TWIGGS: I have been around satellites—CubeSats, PocketQubes—for so long. They are still a thrill, but I really want to push microgravity research. Processes in microgravity are different than here on Earth with gravity. For example, they’ve shown that stem cells grow 8 to 10 times as fast in microgravity as they do on Earth. There is a real need to produce large quantities of stem cells for medical purposes. And a big question is, what happens to cancer cells in space? If they grow faster, then we could do experiments at a faster rate. If they grow slower, maybe what you want to do is send people to space to retard the cancer growth while you have an opportunity to try and cure them.
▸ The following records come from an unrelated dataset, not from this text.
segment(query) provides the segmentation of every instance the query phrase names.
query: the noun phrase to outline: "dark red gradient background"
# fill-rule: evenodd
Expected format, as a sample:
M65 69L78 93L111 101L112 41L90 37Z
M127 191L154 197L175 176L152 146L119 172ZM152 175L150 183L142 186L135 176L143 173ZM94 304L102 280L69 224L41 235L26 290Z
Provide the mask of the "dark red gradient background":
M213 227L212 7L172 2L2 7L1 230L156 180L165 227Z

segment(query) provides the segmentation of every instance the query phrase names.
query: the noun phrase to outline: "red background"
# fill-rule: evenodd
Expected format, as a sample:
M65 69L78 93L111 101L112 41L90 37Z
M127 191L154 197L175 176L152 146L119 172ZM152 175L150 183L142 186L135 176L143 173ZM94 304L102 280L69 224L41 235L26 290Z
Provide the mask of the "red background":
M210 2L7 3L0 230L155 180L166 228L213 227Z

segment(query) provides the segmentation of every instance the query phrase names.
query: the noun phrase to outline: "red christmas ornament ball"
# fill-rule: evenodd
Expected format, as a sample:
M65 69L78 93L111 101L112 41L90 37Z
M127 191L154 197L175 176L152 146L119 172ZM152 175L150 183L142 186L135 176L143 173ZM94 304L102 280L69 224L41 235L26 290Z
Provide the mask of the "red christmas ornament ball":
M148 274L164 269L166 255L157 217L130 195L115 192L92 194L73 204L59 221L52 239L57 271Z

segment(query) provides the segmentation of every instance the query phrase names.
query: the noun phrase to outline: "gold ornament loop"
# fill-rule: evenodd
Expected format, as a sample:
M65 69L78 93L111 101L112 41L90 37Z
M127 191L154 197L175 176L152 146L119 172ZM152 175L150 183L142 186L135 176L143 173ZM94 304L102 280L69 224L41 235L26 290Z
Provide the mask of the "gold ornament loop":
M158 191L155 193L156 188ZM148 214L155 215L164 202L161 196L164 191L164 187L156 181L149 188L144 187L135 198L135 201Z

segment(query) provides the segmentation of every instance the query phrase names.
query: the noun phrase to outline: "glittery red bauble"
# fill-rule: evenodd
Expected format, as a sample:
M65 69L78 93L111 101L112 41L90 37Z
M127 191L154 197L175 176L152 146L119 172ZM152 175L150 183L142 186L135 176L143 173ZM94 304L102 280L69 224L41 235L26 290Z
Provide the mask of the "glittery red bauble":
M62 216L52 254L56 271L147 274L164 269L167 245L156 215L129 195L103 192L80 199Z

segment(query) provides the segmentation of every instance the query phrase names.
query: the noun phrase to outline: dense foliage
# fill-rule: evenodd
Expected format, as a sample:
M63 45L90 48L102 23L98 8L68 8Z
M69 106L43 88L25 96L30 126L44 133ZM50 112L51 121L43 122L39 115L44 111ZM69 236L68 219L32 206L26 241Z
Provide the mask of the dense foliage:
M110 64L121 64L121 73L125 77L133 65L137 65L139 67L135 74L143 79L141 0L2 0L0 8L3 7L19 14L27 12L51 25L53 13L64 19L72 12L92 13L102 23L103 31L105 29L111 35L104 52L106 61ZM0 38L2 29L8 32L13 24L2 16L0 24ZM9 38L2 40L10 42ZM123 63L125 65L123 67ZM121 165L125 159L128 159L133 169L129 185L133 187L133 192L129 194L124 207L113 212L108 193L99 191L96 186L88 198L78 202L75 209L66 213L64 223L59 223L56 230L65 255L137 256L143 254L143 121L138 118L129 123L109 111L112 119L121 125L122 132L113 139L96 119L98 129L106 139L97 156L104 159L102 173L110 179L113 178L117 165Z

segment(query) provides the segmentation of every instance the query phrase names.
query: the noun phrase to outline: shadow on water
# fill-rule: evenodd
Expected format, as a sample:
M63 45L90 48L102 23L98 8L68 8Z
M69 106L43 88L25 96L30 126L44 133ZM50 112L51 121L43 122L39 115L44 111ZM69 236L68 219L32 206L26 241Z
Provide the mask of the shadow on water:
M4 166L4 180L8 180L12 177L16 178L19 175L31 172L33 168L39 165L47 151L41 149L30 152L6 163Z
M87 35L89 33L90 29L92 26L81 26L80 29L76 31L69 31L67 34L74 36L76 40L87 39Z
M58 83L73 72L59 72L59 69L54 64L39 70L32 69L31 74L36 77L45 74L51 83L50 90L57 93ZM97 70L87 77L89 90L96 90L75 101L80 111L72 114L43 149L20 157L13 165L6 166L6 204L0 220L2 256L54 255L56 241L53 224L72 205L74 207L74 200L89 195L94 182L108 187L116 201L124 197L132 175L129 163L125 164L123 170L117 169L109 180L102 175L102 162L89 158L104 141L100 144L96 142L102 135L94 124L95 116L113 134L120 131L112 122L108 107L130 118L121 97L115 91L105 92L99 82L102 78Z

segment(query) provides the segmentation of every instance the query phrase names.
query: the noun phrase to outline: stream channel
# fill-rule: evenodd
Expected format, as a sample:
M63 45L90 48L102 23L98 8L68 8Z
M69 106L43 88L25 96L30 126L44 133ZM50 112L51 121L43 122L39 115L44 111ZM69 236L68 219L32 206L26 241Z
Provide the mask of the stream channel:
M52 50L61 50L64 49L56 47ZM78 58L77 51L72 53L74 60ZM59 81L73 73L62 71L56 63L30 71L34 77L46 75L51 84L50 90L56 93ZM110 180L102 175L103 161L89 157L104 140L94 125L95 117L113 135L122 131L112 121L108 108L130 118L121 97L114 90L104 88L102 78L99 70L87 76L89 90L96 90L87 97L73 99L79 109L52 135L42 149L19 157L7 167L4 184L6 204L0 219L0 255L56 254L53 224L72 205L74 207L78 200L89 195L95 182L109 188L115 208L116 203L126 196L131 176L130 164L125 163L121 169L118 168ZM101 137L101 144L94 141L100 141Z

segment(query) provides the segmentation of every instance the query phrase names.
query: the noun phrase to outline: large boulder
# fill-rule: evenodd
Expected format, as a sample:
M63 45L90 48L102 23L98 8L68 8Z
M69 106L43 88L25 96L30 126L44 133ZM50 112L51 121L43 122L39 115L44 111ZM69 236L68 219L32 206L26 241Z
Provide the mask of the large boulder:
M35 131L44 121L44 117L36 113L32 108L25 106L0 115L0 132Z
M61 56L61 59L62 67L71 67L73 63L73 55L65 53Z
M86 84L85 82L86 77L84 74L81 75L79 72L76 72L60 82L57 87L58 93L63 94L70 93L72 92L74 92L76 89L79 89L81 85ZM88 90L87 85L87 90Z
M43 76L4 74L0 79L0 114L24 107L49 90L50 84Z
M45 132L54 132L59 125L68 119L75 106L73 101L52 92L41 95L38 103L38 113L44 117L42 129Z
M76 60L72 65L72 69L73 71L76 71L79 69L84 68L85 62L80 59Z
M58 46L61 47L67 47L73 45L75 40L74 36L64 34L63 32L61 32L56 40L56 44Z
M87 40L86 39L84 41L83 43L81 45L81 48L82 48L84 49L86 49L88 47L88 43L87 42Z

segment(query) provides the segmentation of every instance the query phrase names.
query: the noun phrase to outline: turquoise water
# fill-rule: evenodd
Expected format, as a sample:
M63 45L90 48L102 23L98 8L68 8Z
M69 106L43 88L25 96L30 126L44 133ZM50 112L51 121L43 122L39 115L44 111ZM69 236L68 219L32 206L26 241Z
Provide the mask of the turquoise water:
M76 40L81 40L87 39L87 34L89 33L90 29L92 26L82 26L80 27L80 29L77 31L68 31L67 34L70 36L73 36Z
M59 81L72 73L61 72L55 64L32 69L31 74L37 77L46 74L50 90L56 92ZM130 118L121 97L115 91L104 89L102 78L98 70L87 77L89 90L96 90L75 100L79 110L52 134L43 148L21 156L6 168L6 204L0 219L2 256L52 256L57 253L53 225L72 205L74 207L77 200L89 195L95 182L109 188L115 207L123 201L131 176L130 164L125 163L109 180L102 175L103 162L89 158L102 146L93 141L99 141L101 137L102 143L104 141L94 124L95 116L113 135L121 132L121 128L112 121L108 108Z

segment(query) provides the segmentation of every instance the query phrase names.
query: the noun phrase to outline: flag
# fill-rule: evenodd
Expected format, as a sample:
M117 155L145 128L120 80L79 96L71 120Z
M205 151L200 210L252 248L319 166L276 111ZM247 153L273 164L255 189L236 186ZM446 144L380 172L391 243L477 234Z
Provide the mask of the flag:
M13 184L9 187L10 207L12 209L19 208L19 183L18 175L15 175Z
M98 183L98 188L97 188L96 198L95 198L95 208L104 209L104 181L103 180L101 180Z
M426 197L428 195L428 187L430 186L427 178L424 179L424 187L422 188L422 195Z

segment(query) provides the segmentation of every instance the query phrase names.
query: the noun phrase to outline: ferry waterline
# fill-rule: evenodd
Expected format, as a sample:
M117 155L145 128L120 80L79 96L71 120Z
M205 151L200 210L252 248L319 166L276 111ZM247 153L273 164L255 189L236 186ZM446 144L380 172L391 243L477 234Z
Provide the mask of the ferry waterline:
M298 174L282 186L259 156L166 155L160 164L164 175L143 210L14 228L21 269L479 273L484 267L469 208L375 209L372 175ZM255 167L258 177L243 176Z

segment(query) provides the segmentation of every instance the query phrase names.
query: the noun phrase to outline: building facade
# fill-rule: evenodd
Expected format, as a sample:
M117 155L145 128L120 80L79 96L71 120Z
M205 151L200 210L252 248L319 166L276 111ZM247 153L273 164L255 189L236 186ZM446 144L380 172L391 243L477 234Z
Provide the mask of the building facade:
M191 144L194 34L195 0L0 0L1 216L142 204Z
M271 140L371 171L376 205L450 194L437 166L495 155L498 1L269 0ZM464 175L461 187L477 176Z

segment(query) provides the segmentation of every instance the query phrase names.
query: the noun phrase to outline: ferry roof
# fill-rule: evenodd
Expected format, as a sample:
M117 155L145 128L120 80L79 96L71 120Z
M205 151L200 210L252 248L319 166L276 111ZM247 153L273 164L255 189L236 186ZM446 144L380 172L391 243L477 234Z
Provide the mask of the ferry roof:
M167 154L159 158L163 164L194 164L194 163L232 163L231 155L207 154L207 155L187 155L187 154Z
We could put microgravity experiments in satellites, and we could actually eject capsules so they reenter and you catch them. We’re talking to FedEx, because FedEx has got all those small airplanes. We’re saying, “Come on guys, you can catch stuff in space with those!” It’s really exciting stuff, going back to old technology, but for a whole different purpose. Let’s say we were producing stem cells, and I want to harvest them every two weeks. Maybe I can do it with this capsule system.
PT: Were you surprised by the success of CubeSats?
PUIG-SUARI: If you had asked me 10 years ago, I would have told you my wildest hope is that we would have a few universities launching a couple of CubeSats every year. I had no idea what was coming. And my guess is that we have no idea what is coming in the next years.